Let's consider two variables from the hsb2 dataset, write and read. In this example we will consider write to be our response variable and read to be our predictor variable, i.e., we want to be able to predict write from knowledge of read. Here is a scatter plot of the two variables.
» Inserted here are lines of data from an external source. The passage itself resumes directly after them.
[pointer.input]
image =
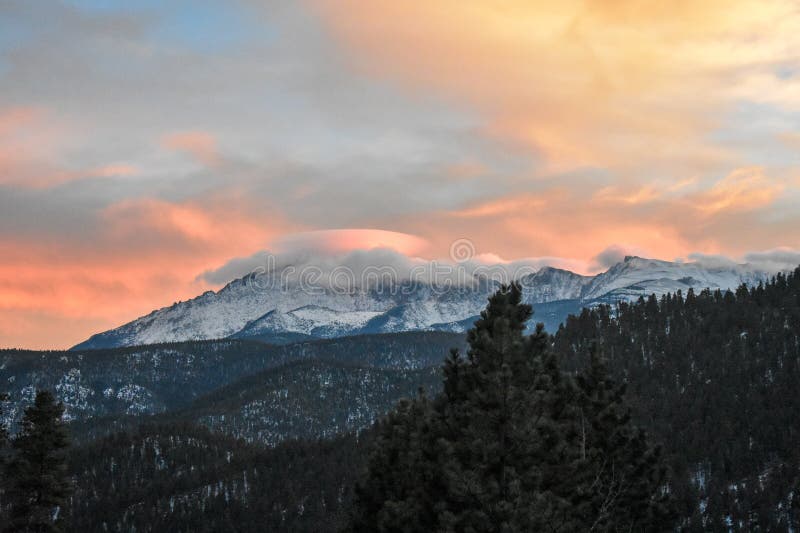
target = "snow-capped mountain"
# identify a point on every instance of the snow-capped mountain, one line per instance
(249, 308)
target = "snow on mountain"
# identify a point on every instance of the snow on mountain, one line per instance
(250, 308)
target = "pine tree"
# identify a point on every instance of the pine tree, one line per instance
(623, 477)
(510, 426)
(512, 444)
(3, 460)
(37, 478)
(494, 449)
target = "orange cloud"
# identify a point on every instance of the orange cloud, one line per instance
(141, 255)
(744, 189)
(627, 85)
(346, 240)
(199, 144)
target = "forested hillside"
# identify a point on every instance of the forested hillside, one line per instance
(714, 376)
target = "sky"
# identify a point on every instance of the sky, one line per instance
(148, 149)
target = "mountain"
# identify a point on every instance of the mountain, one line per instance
(107, 388)
(257, 307)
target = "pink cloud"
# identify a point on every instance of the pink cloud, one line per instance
(199, 144)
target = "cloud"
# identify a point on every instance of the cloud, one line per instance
(199, 144)
(614, 254)
(743, 189)
(343, 240)
(776, 259)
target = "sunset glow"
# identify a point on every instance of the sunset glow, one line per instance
(143, 146)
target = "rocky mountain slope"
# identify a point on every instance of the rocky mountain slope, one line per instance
(255, 308)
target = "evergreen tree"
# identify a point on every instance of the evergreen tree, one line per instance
(37, 478)
(3, 460)
(623, 477)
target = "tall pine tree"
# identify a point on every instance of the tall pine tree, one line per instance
(511, 444)
(3, 460)
(37, 478)
(623, 478)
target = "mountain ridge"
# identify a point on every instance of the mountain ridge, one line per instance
(245, 308)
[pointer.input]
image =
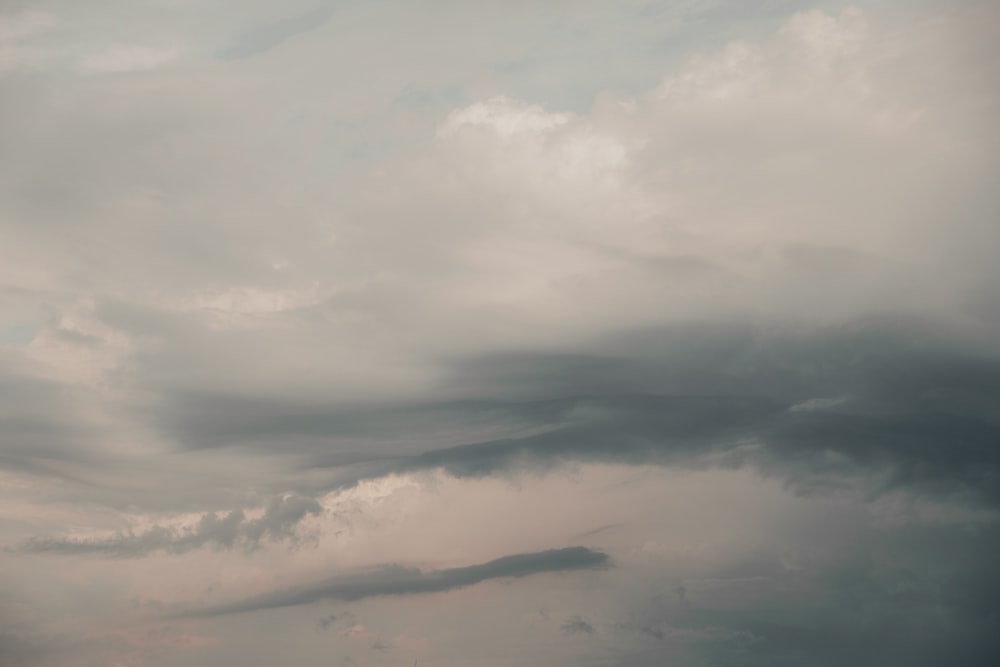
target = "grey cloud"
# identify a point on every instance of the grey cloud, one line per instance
(915, 594)
(227, 531)
(918, 411)
(267, 36)
(578, 626)
(398, 580)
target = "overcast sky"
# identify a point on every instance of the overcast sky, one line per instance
(473, 333)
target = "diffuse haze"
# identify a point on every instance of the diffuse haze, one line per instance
(553, 333)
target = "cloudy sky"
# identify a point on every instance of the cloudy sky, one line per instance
(549, 333)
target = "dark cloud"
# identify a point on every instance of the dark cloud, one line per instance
(227, 531)
(914, 594)
(817, 407)
(398, 580)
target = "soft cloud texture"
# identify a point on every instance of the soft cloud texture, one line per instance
(289, 293)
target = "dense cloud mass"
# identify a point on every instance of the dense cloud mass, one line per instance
(356, 315)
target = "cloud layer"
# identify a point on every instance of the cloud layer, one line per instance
(704, 288)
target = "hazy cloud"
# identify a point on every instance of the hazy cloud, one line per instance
(399, 580)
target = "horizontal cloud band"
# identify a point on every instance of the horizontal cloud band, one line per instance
(397, 580)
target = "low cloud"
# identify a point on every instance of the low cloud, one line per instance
(398, 580)
(227, 531)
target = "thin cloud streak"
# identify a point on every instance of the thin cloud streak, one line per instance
(398, 580)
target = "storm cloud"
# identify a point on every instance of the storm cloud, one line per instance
(310, 305)
(409, 581)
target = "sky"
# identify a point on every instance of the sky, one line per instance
(547, 333)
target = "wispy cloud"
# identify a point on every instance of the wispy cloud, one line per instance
(398, 580)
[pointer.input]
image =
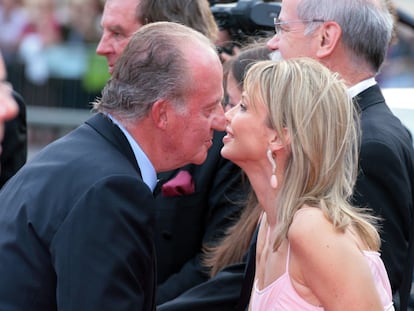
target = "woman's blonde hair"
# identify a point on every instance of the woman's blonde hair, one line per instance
(323, 128)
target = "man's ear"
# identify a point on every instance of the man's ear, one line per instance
(329, 38)
(159, 113)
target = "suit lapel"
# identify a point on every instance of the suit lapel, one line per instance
(112, 133)
(369, 97)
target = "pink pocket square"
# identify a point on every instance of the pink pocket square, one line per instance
(182, 184)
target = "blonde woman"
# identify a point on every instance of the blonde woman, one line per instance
(296, 135)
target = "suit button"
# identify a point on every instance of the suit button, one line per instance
(167, 235)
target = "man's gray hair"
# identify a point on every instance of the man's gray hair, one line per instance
(367, 25)
(153, 66)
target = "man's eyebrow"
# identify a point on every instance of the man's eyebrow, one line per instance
(116, 28)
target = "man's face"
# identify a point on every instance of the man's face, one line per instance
(118, 25)
(191, 132)
(291, 42)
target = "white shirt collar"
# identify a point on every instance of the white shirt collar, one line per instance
(149, 176)
(361, 86)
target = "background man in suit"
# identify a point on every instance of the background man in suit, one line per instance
(14, 145)
(8, 106)
(77, 222)
(351, 37)
(186, 222)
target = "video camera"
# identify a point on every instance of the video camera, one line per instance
(246, 18)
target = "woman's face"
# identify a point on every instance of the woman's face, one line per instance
(248, 135)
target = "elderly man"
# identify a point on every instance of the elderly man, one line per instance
(77, 222)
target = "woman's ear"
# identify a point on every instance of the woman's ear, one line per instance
(329, 37)
(280, 141)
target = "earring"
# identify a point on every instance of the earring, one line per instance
(273, 179)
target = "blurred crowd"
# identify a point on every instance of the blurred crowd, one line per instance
(49, 49)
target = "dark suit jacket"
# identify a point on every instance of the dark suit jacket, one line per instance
(185, 223)
(228, 290)
(14, 145)
(386, 183)
(76, 227)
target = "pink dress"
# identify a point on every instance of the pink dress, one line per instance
(281, 295)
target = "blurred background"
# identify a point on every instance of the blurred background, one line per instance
(49, 49)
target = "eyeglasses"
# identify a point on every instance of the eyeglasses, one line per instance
(278, 23)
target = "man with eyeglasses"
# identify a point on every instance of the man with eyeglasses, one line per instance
(351, 38)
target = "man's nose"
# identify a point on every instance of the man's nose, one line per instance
(219, 120)
(273, 43)
(103, 47)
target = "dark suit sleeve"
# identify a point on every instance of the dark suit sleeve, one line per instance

Variable | Obs Mean Std. Dev. Min Max
-------------+--------------------------------------------------------
write | 27 50.62963 9.245157 31 65
3* | 1
3. | 79
4* | 01124
4. | 6667
5* | 22244
5. | 77999
6* | 1222
6. | 5
We can do this for each of the values of read. Here is the frequency distribution and mean
value of write for each value of read.
read | N mean write
---------+--------------------------
28 | 1 46.00
31 | 1 36.00
34 | 6 40.67
35 | 1 35.00
36 | 3 50.00
37 | 2 40.50
39 | 8 43.63
41 | 2 53.00
42 | 13 46.00
43 | 2 55.50
44 | 13 44.92
45 | 2 56.00
46 | 1 52.00
47 | 27 50.63
48 | 1 49.00
50 | 18 49.17
52 | 14 56.00
53 | 1 61.00
54 | 1 63.00
55 | 13 54.77
57 | 14 56.86
60 | 9 56.44
61 | 1 59.00
63 | 16 57.00
65 | 9 62.56
66 | 1 67.00
68 | 11 60.27
71 | 2 65.00
73 | 5 63.40
76 | 2 57.50
---------+--------------------------
Total | 200 52.78
As you can see, some values of of read have only one value of write.
The distribution of write for each value of read is known as the conditional
distribution of write. The means are the conditional means, i.e., the means of
write conditioned on read.
We can plot these conditional means versus read.
These means are the conditional means, i.e., the means of write conditioned on read.
We can plot these means versus read.

In linear regression we try to explain the change in the conditional mean of the response variable as a linear function of the predictor plus random error, i.e., Y = f(X) + e. We can plot this linear function as a straight line thusly,


As was stated earlier the function f(X) is a linear function that defines a straight line. Any straight line can be completely determined by two parameters, the slope (b1) and the intercept (b0). For our example, b0 = 23.96 andb1 = 0.55, i.e., predicted write = f(x) = 23.96 + 0.55*read. In other words, the regression line is the line of all possible predicted values. Here is a table of all possible predicted scores, each of which falls on the least squares regression line.
reading | predicted
score | score
----------+-------------
28 | 39.4072
31 | 41.0623
34 | 42.7174
35 | 43.2691
36 | 43.8208
37 | 44.3725
39 | 45.4759
41 | 46.5794
42 | 47.1311
43 | 47.6828
44 | 48.2345
45 | 48.7862
46 | 49.3379
47 | 49.8896
48 | 50.4413
50 | 51.5447
52 | 52.6481
53 | 53.1998
54 | 53.7515
55 | 54.3032
57 | 55.4066
60 | 57.0617
61 | 57.6135
63 | 58.7169
65 | 59.8203
66 | 60.3720
68 | 61.4754
71 | 63.1305
73 | 64.2339
76 | 65.8890
Here are the results of running a regression of write on read.
------------------------------------------------------------------------------
write | Coef. Std. Err. t P>|t| [95% Conf. Interval]
-------------+----------------------------------------------------------------
read | .5517051 .0527178 10.47 0.000 .4477445 .6556656
_cons | 23.95944 2.805744 8.54 0.000 18.42647 29.49242
------------------------------------------------------------------------------
And here are the results of running a regression of conditional means of write on read.
------------------------------------------------------------------------------
mean write | Coef. Std. Err. t P>|t| [95% Conf. Interval]
-------------+----------------------------------------------------------------
read | .5517051 .0196244 28.11 0.000 .5130053 .5904048
_cons | 23.95944 1.04445 22.94 0.000 21.89977 26.01912
------------------------------------------------------------------------------
Note that the regression slopes and intercepts are the same in both models but that the
standard errors are different. The standard errors in the first model are the correct ones.